Deepak Lal is James S. Coleman Professor of International Development Studies, University of California at Los Angeles, Professor Emeritus of Political Economy, University College London, and co-director of the Trade and Development Unit at the Institute of Economic Affairs, London. He is also on the Board of Advisors of Liberty Institute, New Delhi and is an adjunct scholar at the Cato Institute.

Born in 1940, and educated at the Doon School, Dehra Dun, St. Stephen’s College, Delhi, and Jesus College, Oxford, he has been a member of the Indian Foreign Service (1963-66), Lecturer, Jesus College, Oxford, and Christ Church, Oxford (1966-68), Research Fellow, Nuffield College, Oxford (1968-70), Lecturer and Reader in Political Economy, University College, London (1970-84) and -Professor of Political Economy, University of London (1984-93). He, was a full-time consultant to the Indian Planning Commission (1973-74), a visiting fellow at the Australian National University, 1978, and has served as a consultant to the ILO, UNCTAD, OECD, UNIDO, the World Bank, and the ministries of planning in Korea and Sri Lanka. During 1983-84 he was an Economic Advisor to the World Bank, and then Research Administrator (1984-87), on leave from University College, London. He has been co-director of the Trade Policy Unit at the Center for Policy Studies (1994-97) and the Chairman of the board of advisors for the Nestle Lecture on the developing world (1994-98).
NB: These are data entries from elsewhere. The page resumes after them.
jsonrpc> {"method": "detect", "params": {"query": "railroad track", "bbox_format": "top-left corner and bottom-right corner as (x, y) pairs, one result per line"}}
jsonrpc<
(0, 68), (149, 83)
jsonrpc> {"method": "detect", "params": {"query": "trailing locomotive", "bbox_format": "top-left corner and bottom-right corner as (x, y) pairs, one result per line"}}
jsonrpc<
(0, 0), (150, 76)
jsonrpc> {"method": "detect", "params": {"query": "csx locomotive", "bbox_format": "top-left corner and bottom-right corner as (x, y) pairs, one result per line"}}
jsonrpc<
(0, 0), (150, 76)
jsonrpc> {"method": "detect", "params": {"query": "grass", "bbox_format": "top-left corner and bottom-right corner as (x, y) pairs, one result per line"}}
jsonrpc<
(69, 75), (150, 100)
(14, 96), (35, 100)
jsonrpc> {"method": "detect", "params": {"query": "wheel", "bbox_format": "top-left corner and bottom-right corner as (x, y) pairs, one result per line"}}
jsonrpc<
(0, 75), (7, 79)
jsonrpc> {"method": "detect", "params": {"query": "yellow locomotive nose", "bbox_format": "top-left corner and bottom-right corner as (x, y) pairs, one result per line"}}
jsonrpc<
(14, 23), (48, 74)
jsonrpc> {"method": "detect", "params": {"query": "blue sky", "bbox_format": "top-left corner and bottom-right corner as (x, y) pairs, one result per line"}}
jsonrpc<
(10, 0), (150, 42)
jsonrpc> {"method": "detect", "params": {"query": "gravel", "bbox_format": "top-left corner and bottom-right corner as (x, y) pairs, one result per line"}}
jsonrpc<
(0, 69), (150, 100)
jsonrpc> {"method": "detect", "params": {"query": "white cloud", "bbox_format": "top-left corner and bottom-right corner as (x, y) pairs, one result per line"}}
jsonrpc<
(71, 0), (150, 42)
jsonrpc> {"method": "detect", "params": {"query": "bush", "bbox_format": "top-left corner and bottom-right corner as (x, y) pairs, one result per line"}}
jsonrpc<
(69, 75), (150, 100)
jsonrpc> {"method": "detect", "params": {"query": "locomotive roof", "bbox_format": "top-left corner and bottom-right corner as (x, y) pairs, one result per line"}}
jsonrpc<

Professor Lal is the author of numerous articles and books on economic development and public policy including: Methods of Project Analysis (1974); Men and Machines (1978); Prices for Planning (1980); The Poverty of ‘Development Economics’ (1983, 1997); (with P. Collier) Labour and Poverty in Kenya (1986); The Hindu Equilibrium (2 vols, 1988, 1989); (with H. Myint) The Political Economy of Poverty, Equity and Growth (1996) and most recently his Ohlin lectures, Unintended Consequences (1998). Three collections of his essays have recently been published: The Repressed Economy (1993), Against Dirigisme (1994) and Unfinished Business (1999).